GROWTH WITH PURPOSE: EVOLUTION OF FAMILY LIFE
March 2, 2020
The evolution of your family life has an impact on your personal and business priorities. To grow your company with purpose, you need to

recognize and adapt, your company and your expectations to those evolutions - both for yourself, for your family and for your employees.
Single Entrepreneur
As a single entrepreneur, you can devote your whole heart, soul and focus into the business. The upside is that without family demands or outside responsibilities, you can put a ton of time into growing your business. You might be willing to work 100 hours a week and may see faster results because of it.
There are two downsides to this: First, you develop some really bad habits that are hard to undo if your family status changes. Second, it impacts the culture of the company if you expect the same level of commitment for your team. They may not be willing to match your pace. If you create a culture they don't feel comfortable in, you risk losing good people.
This is the perfect time in your life to focus on what you are the best in the world at doing. While you might not have the home-life demands right now, you will begin to recognize that brute force won't drive you through. Be proactive in the decision to do those things you are best at doing, and delegate everything else.
Married Entrepreneur
If you're a single entrepreneur who gets married, you may dial back your schedule slightly from 80 hours a week to 60 for example, or maybe you won't work weekends. If your spouse is working too, you may be equally focused on your careers. Set expectations around when you will be home, communicate any client dinners or after-work events, and be sure to schedule time together that is just about you and your spouse. Date nights, weekend getaways, or having breakfast together can help you lead an integrated life.
It's important for you and your spouse to establish communication protocols sooner rather than later. Understand your spouse's relationship with the business and with money. If your spouse comes from a non-entrepreneurial family, they could be risk averse. What involvement will your spouse have in your business, and when? What information about your company will you share with your spouse, and when? When your business is in high growth mode and your marriage is new, you may be tempted to share everything with your spouse, when maybe you shouldn't
Eventually the honeymoon phase transitions to everyday life, and the habits you start at the beginning of your marriage are likely to be consistent throughout your relationship. So set some deliberate protocols early on.
Entrepreneur Parent
The minute you are expecting a child, everything changes. Understand what your spouse needs and wants and have the mechanics to be flexible in communicating. What you and your spouse think you need while you're expecting may be different than what you actually want when the baby arrives. Keep the communication open and talk about what you want as the kids grow.

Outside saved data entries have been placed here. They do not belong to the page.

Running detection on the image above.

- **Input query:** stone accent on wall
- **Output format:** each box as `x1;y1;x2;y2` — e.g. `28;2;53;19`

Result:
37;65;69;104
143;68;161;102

Starting a family will cause you to rethink your priorities. You may not want to work long hours when you have a baby at home, a t-ball game to coach, or a piano recital to attend. Even if your spouse stays home or has a more flexible job, your engagement with the kids (no matter what age they are) will still be wanted and needed. To keep the peace on the home front, you need to be present, and that means keeping those crazy work hours to a minimum.
When you're married and/or become a parent, you have to identify your specific life goals, build a plan, and talk about how that plan balance with the business. The entrepreneur's spouse tends to default to what the entrepreneur wants because they recognize the business is the juice that drives everything. It doesn't have to be that way. If you have good communication, you can get what you both want, which will save future resentment and conflict.
Divorced / Widowed / Single Parent Entrepreneur
The same communication protocols apply if you are going through a divorce and are even more important because there is a heighted sense of emotion, concern and urgency. Whatever the reason for the marital change, many entrepreneurs let the business fall apart, especially in the beginning, because they don't have the emotional capacity to manage it.
Through your family's evolution, it's important to stay true to yourself. Create a life where you can be authentic whether you are at home, at work, or acting as a spouse or parent.
Your company's ability to grow through your family evolution is rooted in your values and your culture. Your company's needs and seats will change as it grows, and you will likely want to create a family-friendly culture that attracts and retains qualified team members who share your company values.